[ExI] Space Project (power satellites)

Adrian Tymes atymes at gmail.com
Fri Aug 7 23:30:02 UTC 2020


On Fri, Aug 7, 2020 at 3:37 PM Keith Henson via extropy-chat <
extropy-chat at lists.extropy.org> wrote:

> Adrian Tymes <atymes at gmail.com> wrote:
>
> > Data source, please?
>
> Table in Wikipedia, simple spreadsheet.


Page?


> This problem has been
> recognized since the late 78s.
>

Your problem statement presumes data that substantially conflicts with the
data I am aware of.  Also, the orbital debris environment has changed
significantly since the 1970s (assuming that's what "78s" is a typo for).

> That a single satellite going LEO->GEO will on
> average be hit 40 times seems way higher than is supported by the data I am
> aware of - which is that most satellites going from LEO to GEO get hit zero
> times.
>
> Comm satellites have dimensions of meters and an area of tens of
> square meters.  They also go up fast, a few hours.  Power satellites
> have dimensions in the 10 km range, areas in the tens of square km,
> and (if self powered) take weeks to months to go from LEO to GEO.
>

This makes so many assumptions...

1) Slower I can buy.  You mean they're using their own power to power ion
engines  (or arcjets, or other electric rockets) as a cost saving measure,
yes?

2) Send them up in smaller pieces, designed to teleassemble on GEO.  That
way, if one of them does get hit it doesn't take out nearly as much of a
satellite - and it has an easier time dodging.

3) If they're self powered, they can carry (or be towed by something with)
lasers powerful enough to deflect smaller space debris, and evade large
debris (which they should have a lot more warning about).

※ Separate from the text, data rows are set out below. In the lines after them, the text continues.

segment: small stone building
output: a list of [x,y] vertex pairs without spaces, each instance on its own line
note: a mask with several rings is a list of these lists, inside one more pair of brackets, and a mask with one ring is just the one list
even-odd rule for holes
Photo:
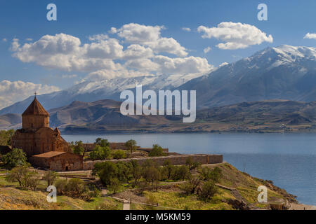
[[82,167],[82,158],[72,153],[57,127],[49,127],[49,113],[36,96],[22,114],[22,129],[15,131],[11,144],[13,148],[22,148],[36,167],[56,171]]
[[54,171],[81,170],[82,156],[67,152],[51,151],[33,155],[29,158],[34,167]]

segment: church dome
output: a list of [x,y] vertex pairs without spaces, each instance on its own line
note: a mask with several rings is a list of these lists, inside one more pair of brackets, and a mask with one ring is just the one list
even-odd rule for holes
[[34,97],[33,102],[29,104],[29,107],[23,112],[22,116],[27,115],[39,115],[49,116],[49,113],[44,109],[43,106]]

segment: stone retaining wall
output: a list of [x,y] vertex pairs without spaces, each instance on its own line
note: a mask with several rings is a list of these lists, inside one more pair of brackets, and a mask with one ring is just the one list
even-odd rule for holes
[[146,158],[121,159],[121,160],[85,161],[84,162],[84,170],[93,169],[94,164],[96,163],[106,161],[116,163],[119,161],[129,162],[131,160],[136,160],[138,162],[138,164],[141,165],[146,160],[151,160],[155,162],[158,165],[163,165],[164,161],[170,160],[170,162],[174,165],[180,165],[185,164],[185,161],[188,158],[191,158],[193,162],[200,162],[201,164],[215,164],[223,162],[223,155],[206,155],[206,154],[176,155],[169,156],[146,157]]

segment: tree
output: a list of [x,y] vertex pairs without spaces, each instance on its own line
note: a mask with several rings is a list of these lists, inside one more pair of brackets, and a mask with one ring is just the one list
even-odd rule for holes
[[135,187],[138,184],[139,181],[143,176],[143,169],[140,167],[133,167],[132,168],[132,176],[134,179],[134,184],[133,187]]
[[20,186],[22,186],[23,178],[27,172],[27,167],[14,167],[6,176],[6,180],[8,182],[18,182]]
[[24,186],[32,190],[37,190],[40,181],[41,176],[36,171],[29,171],[23,176]]
[[70,143],[70,147],[74,154],[80,155],[84,157],[84,155],[86,154],[86,149],[84,147],[82,141],[76,141],[74,144],[72,141]]
[[111,184],[111,181],[117,178],[119,172],[117,165],[111,162],[102,162],[98,169],[100,169],[98,172],[100,180],[106,186]]
[[96,139],[94,144],[101,147],[110,147],[110,142],[107,141],[107,139],[105,139],[98,138]]
[[162,156],[164,155],[164,149],[158,144],[152,146],[152,149],[148,153],[149,156]]
[[131,153],[133,153],[133,151],[135,151],[137,148],[137,143],[136,141],[131,139],[127,141],[125,143],[125,147],[131,152]]
[[57,173],[53,171],[48,171],[44,176],[43,180],[47,181],[47,186],[53,185],[56,180]]
[[29,164],[27,160],[25,153],[20,148],[13,148],[2,157],[4,166],[10,169],[16,167],[29,167]]
[[11,146],[11,138],[15,133],[14,130],[0,131],[0,146]]
[[158,169],[154,167],[146,167],[143,173],[144,178],[152,183],[152,186],[154,186],[154,183],[157,183],[161,178],[160,172]]
[[90,153],[90,158],[93,160],[105,160],[110,158],[111,150],[108,146],[96,146],[93,150]]
[[121,183],[117,178],[112,178],[110,183],[109,189],[115,194],[119,190]]
[[209,201],[217,192],[217,187],[213,181],[209,181],[203,184],[199,197],[204,201]]
[[170,179],[175,172],[175,167],[170,162],[170,160],[164,162],[164,168],[167,171],[167,178]]
[[190,173],[191,173],[191,172],[199,167],[199,166],[201,166],[201,163],[197,162],[193,162],[193,160],[192,159],[191,157],[189,157],[186,160],[185,160],[185,164],[187,165],[187,167],[189,167],[189,171]]
[[126,154],[122,150],[112,150],[112,155],[113,156],[113,159],[123,159],[126,158]]
[[182,165],[176,167],[173,178],[175,180],[184,181],[190,175],[189,169],[187,167]]

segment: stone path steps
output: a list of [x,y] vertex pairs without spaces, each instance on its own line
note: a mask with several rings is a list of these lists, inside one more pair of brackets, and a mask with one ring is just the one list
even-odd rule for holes
[[224,186],[223,185],[216,183],[216,186],[218,188],[223,188],[223,189],[225,189],[225,190],[229,190],[232,192],[232,195],[239,202],[243,202],[244,204],[248,205],[248,206],[249,207],[249,209],[251,210],[258,210],[258,209],[262,209],[261,208],[256,207],[256,206],[250,204],[239,192],[238,190],[237,190],[236,188],[230,188],[230,187],[227,187],[227,186]]

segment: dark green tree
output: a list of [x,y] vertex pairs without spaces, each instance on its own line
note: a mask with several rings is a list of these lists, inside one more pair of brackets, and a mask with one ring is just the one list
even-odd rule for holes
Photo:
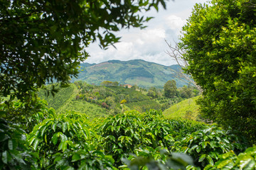
[[196,4],[179,44],[186,72],[203,89],[204,118],[256,137],[256,2]]
[[169,80],[164,86],[164,95],[167,98],[174,98],[177,94],[177,86],[175,80]]
[[143,28],[139,13],[164,0],[0,1],[0,95],[31,101],[46,82],[66,84],[98,40],[106,48],[122,28]]

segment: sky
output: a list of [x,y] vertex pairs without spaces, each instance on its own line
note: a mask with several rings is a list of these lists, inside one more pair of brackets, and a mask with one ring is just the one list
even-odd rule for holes
[[165,40],[172,45],[178,42],[181,30],[190,16],[192,8],[196,3],[206,3],[208,0],[169,0],[166,10],[159,8],[147,12],[147,16],[154,16],[145,25],[144,29],[123,29],[116,33],[122,37],[120,42],[110,46],[106,50],[100,49],[97,42],[92,43],[87,49],[89,57],[85,62],[100,63],[108,60],[117,60],[128,61],[141,59],[147,62],[170,66],[176,62],[166,51],[168,45]]

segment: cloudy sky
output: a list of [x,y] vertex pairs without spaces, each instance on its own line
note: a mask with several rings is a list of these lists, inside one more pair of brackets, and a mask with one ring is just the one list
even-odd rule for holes
[[120,42],[115,44],[117,49],[110,47],[107,50],[93,43],[87,49],[90,57],[86,62],[100,63],[112,60],[127,61],[142,59],[163,65],[172,65],[176,62],[165,51],[168,46],[165,42],[174,43],[181,35],[182,26],[186,23],[196,3],[205,3],[207,0],[169,0],[167,9],[160,8],[159,12],[153,9],[146,13],[154,16],[146,23],[145,29],[130,28],[122,30],[116,35],[121,36]]

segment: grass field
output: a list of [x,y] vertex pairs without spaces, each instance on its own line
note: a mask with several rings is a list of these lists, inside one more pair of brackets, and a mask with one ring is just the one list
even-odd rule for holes
[[166,118],[182,118],[191,120],[198,119],[199,106],[196,101],[201,96],[183,101],[165,110],[163,115]]

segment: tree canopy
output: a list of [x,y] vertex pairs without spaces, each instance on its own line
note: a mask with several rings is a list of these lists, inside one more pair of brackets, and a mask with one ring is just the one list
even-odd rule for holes
[[177,86],[175,80],[169,80],[164,84],[164,94],[167,98],[174,98],[177,94]]
[[[98,40],[106,48],[122,28],[143,28],[142,12],[164,0],[0,1],[1,96],[31,100],[46,82],[66,83]],[[139,14],[140,13],[140,14]]]
[[204,91],[203,116],[251,139],[256,134],[255,15],[252,0],[197,4],[179,44],[187,73]]

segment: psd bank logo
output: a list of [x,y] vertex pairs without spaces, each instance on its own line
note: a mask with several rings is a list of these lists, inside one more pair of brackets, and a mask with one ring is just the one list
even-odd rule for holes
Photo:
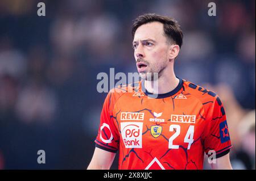
[[122,137],[126,148],[142,148],[143,123],[121,123]]

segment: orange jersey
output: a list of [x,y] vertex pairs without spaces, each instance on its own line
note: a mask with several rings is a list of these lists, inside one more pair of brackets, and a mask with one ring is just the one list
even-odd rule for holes
[[157,98],[141,81],[108,94],[95,142],[109,151],[119,150],[119,169],[203,169],[204,153],[215,151],[216,158],[228,153],[220,98],[179,79],[173,91]]

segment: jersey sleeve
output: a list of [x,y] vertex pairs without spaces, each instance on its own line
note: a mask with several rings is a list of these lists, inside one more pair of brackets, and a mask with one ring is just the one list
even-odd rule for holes
[[232,146],[224,108],[218,96],[214,99],[205,120],[204,147],[207,154],[213,150],[217,158],[228,154]]
[[113,115],[114,101],[109,92],[104,103],[100,116],[98,135],[95,140],[96,147],[115,153],[119,148],[119,136]]

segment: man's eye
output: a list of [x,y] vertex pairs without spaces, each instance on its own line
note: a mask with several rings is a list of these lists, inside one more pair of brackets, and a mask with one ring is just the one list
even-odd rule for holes
[[146,42],[145,44],[146,46],[152,46],[153,45],[153,44],[150,42]]

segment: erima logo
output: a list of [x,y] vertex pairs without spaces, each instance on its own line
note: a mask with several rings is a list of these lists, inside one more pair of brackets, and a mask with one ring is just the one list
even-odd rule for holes
[[144,120],[144,112],[122,112],[121,121],[123,120]]
[[142,148],[143,124],[137,122],[121,123],[122,138],[125,148]]
[[161,123],[163,123],[164,122],[164,119],[158,119],[157,117],[159,117],[160,116],[162,116],[162,115],[163,114],[163,112],[160,112],[160,113],[156,113],[156,112],[154,112],[154,116],[155,116],[155,118],[150,118],[150,122],[161,122]]
[[195,123],[196,115],[171,115],[171,121],[174,123]]
[[182,94],[177,95],[175,99],[186,99],[187,97]]

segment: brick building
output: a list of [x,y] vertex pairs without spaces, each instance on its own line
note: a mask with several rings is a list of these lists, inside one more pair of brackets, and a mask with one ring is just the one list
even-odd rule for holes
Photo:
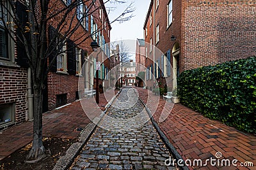
[[255,6],[249,0],[152,0],[143,27],[149,89],[154,77],[172,89],[182,71],[255,55]]
[[121,65],[120,71],[122,69],[123,85],[134,86],[136,83],[136,62],[131,60],[130,61],[121,64]]
[[[6,1],[8,2],[8,1]],[[17,2],[19,15],[26,21],[28,17],[25,6],[19,1]],[[90,3],[93,3],[92,6]],[[50,1],[49,13],[60,10],[70,5],[70,1]],[[4,5],[8,4],[4,4]],[[90,8],[89,6],[92,6]],[[88,15],[82,19],[83,15]],[[47,74],[45,89],[44,93],[43,111],[52,110],[58,106],[71,103],[79,98],[79,95],[84,93],[84,89],[92,89],[93,80],[95,77],[95,56],[90,55],[92,52],[90,43],[96,41],[102,50],[99,55],[101,61],[99,72],[100,81],[104,86],[103,80],[109,69],[108,60],[109,57],[109,41],[111,26],[103,1],[86,1],[79,5],[76,10],[72,11],[75,16],[74,20],[67,18],[67,25],[70,20],[72,22],[70,27],[63,27],[58,32],[61,37],[65,35],[65,29],[74,29],[76,31],[72,36],[68,37],[67,43],[61,47],[60,51],[65,52],[57,55],[52,60],[54,52],[58,50],[56,46],[52,48],[53,52],[49,57],[48,63],[53,65]],[[62,15],[62,14],[61,14]],[[61,15],[55,16],[47,25],[47,38],[49,42],[54,38],[58,24],[62,17]],[[8,16],[6,17],[7,18]],[[15,44],[14,41],[6,33],[2,23],[0,23],[0,129],[7,128],[11,125],[24,122],[28,119],[28,105],[29,96],[27,88],[33,87],[28,82],[28,64],[24,57],[24,50]],[[19,32],[17,32],[19,33]],[[88,37],[85,39],[79,37],[84,35]],[[48,43],[49,44],[49,43]],[[48,45],[50,45],[49,44]],[[84,67],[83,66],[84,65]],[[82,69],[83,67],[83,69]],[[79,79],[84,79],[84,87],[82,90],[78,88]],[[108,80],[106,78],[106,80]]]
[[[136,48],[136,75],[138,76],[140,72],[145,72],[145,39],[137,39]],[[136,83],[138,87],[144,87],[144,82],[141,79],[136,80]]]

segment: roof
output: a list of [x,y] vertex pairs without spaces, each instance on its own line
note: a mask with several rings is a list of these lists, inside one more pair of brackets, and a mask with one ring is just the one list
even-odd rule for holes
[[154,0],[151,0],[150,4],[149,5],[149,8],[148,8],[148,13],[147,13],[146,18],[145,20],[143,29],[145,29],[145,28],[147,26],[147,23],[148,22],[149,15],[151,13],[151,11],[152,11],[152,8],[153,7],[153,4],[154,4]]
[[132,62],[133,66],[131,66],[131,62],[130,61],[127,61],[125,62],[124,62],[124,64],[122,64],[122,67],[136,67],[136,62],[133,61]]
[[137,39],[139,46],[145,46],[145,39]]

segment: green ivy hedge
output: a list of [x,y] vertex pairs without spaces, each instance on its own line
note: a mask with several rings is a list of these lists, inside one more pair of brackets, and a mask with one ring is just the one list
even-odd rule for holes
[[256,57],[183,71],[182,103],[206,117],[256,132]]

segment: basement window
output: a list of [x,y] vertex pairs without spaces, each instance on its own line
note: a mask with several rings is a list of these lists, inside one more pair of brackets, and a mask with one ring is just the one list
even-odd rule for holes
[[67,104],[67,94],[61,94],[56,95],[56,106],[61,106]]
[[15,103],[0,105],[0,127],[15,122]]

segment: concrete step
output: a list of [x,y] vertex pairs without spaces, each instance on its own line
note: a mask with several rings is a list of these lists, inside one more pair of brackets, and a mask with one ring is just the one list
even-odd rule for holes
[[168,102],[172,102],[172,97],[169,96],[163,96],[163,99],[164,100],[168,101]]

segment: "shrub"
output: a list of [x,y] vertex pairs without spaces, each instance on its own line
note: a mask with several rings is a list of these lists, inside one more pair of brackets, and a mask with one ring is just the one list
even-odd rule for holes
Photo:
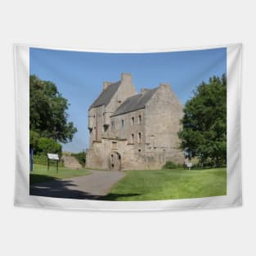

> A power satellite has km scale dimensions, a mass of around
> 30,000 tons and is flimsy.  I don't think a multi km faring or a
> rocket big enough to put 30,000 tons in LEO is in the cards.
>

You're making a lot of other hardware for this project, why not a 30 k-ton
launch vehicle?


> > I wonder if there's enough data to estimate the cost of setting up a
> lunar
> construction facility, building the satellites there, then launching (fully
> assembled) from the Moon to GEO.
>
> I would say this is way beyond what can be done with existing engineering.
>

I wouldn't, not given some of the existing engineering I've seen just in
the past few months.  But then, I may be using a wider version of
"existing", considering we're already talking about using many other things
that don't already exist but we know how to make them.